It's Sunday evening, and as my correspondent in Canary Wharf enters the final lap of his latest all-weekend work marathon, he is spluttering and choking over the article in yesterday's Times lambasting Wharf banks for needlessly "leaving the lights on".
Because under the headline "Sunday, 0001: the lights are on, but no one's at home . . ." the Times relays the latest eco-propaganda from government funded "NGO" Global Action Plan. They sent a photographer down to the Wharf to get the late-night snap above, and reckon the offices must have been empty.
But at 0001 am on Sunday, the working weekend is still young. NGOs may knock off at 4.15 on Friday afternoon, but in Global Finance things are different. Down on the Wharf, the Beast must be kept fed and watered 24/7, lest it burst from its cage and rampage through the streets bringing destruction to the entire wibbling eco-trifle (in case GAP don't know, Finance and Business Services now account for nearly 30% of national income).
Against which, GAP's assertion that the "unnecessary" lights are costing the banks £17m pa is a pure piffling irrelevance. As for pumping out "as much carbon dioxide as 346,000 transatlantic flights"... a quick mental calc: £17m fuel cost divided by 346,000 equals £49 per flight... I'm no expert, but shurely your typical B747 uses that much just starting the engines.
And to make things even more splutteringly gut-bustingly spit-making, my correspondent reckons that since GAP made their findings known, the Wharf's Corporate Social Responsibility Police have been busy disabling as much office lighting as possible, so the night shift (ie the day shift working on into the early hours) has to stumble around by candlelight hoping not to fall down a lift-shaft.
There are rumours of banks going out to recruit teams of blind financial analysts who won't cause such corporate embarrassment in the first place.

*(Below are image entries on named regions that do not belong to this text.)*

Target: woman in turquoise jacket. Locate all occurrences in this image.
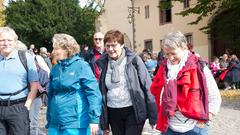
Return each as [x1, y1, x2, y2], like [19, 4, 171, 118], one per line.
[46, 34, 102, 135]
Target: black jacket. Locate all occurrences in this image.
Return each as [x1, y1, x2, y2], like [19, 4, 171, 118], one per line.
[97, 48, 157, 130]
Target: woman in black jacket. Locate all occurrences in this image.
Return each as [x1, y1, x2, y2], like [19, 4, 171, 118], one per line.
[97, 30, 157, 135]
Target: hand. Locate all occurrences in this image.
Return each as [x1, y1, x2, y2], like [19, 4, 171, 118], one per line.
[24, 103, 31, 111]
[89, 123, 98, 135]
[208, 112, 213, 121]
[150, 124, 155, 129]
[103, 129, 110, 135]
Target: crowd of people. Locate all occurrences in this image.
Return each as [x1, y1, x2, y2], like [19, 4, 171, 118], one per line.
[209, 54, 240, 90]
[0, 27, 222, 135]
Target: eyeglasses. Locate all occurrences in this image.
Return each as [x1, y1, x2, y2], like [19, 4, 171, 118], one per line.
[105, 43, 119, 49]
[94, 38, 103, 41]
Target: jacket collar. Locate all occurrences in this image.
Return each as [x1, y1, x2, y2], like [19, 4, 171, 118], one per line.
[58, 54, 81, 66]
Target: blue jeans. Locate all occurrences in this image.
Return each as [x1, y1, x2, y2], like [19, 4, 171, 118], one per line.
[0, 102, 29, 135]
[48, 127, 87, 135]
[29, 97, 45, 135]
[162, 125, 209, 135]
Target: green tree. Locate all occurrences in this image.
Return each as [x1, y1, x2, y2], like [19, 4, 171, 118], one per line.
[159, 0, 240, 50]
[5, 0, 99, 48]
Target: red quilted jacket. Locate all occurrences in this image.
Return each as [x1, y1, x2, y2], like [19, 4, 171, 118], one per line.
[150, 54, 208, 132]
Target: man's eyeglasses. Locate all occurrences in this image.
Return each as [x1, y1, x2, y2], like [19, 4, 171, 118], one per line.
[105, 44, 119, 49]
[94, 38, 103, 41]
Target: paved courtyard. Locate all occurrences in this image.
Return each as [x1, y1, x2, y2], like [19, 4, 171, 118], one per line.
[41, 97, 240, 135]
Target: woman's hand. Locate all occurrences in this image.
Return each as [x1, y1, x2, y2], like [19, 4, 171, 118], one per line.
[103, 129, 110, 135]
[150, 124, 155, 129]
[89, 123, 99, 135]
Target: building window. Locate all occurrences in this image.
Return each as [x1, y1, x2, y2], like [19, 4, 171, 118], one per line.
[144, 40, 153, 52]
[159, 0, 172, 25]
[183, 0, 190, 8]
[144, 5, 149, 19]
[185, 34, 193, 44]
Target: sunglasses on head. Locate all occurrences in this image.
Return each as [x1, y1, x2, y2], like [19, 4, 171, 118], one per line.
[94, 38, 103, 41]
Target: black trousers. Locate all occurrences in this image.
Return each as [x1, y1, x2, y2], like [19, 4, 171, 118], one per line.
[0, 103, 30, 135]
[108, 106, 144, 135]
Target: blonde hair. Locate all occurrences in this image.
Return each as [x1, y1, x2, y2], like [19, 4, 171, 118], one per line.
[0, 27, 18, 41]
[162, 31, 187, 49]
[52, 33, 80, 57]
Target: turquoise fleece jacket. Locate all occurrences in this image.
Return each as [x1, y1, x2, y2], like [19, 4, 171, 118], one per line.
[46, 55, 102, 129]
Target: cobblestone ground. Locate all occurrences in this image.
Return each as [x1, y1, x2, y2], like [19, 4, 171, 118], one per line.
[40, 97, 240, 135]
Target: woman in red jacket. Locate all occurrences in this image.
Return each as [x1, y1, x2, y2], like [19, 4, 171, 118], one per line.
[151, 32, 221, 135]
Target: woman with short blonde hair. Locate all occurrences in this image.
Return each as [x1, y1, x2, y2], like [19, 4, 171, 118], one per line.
[46, 34, 102, 135]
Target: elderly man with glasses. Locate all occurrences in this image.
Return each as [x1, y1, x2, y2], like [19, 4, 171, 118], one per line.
[80, 32, 104, 80]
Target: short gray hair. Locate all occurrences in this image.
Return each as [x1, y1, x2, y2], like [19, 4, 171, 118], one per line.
[162, 31, 187, 49]
[16, 40, 27, 51]
[52, 33, 80, 57]
[0, 27, 18, 41]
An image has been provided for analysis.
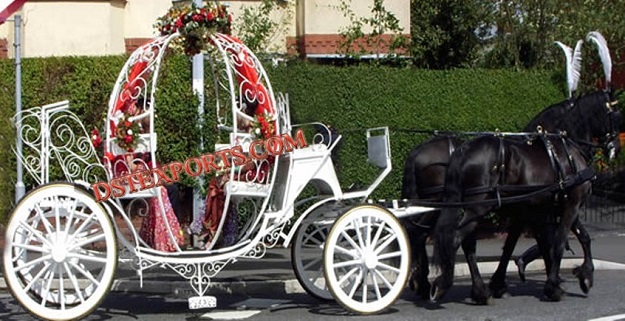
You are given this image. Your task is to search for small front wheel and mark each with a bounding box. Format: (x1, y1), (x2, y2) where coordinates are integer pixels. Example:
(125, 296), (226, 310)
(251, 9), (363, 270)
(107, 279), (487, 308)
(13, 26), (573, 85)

Tyler has been instructed to find the offices of Global Action Plan, hunker down outside with a Box Brownie, and not return until he's got some snaps of their own eco-indiscretions. There is a similar plan for the Carbon Trust (cost to taxpayers £70m pa), and the Energy Saving Trust (cost to taxpayers...er, another £70m pa).
PS My Wharf correspondent also unkindly suggested the name of GAP's Director- Trewin Restorick- might be an anagram of Droopy Prick. I told him he needed some sleep.
PPS Yes, I know- GAP's fuel calc was supposed to be fuel per trans-Atlantic passenger journey, rather than fuel per aircraft journey. But I like my calc better.
PPS For an hilarious insiders' account of why investment bankers need to do it with the lights on, read the excellent Monkey Business.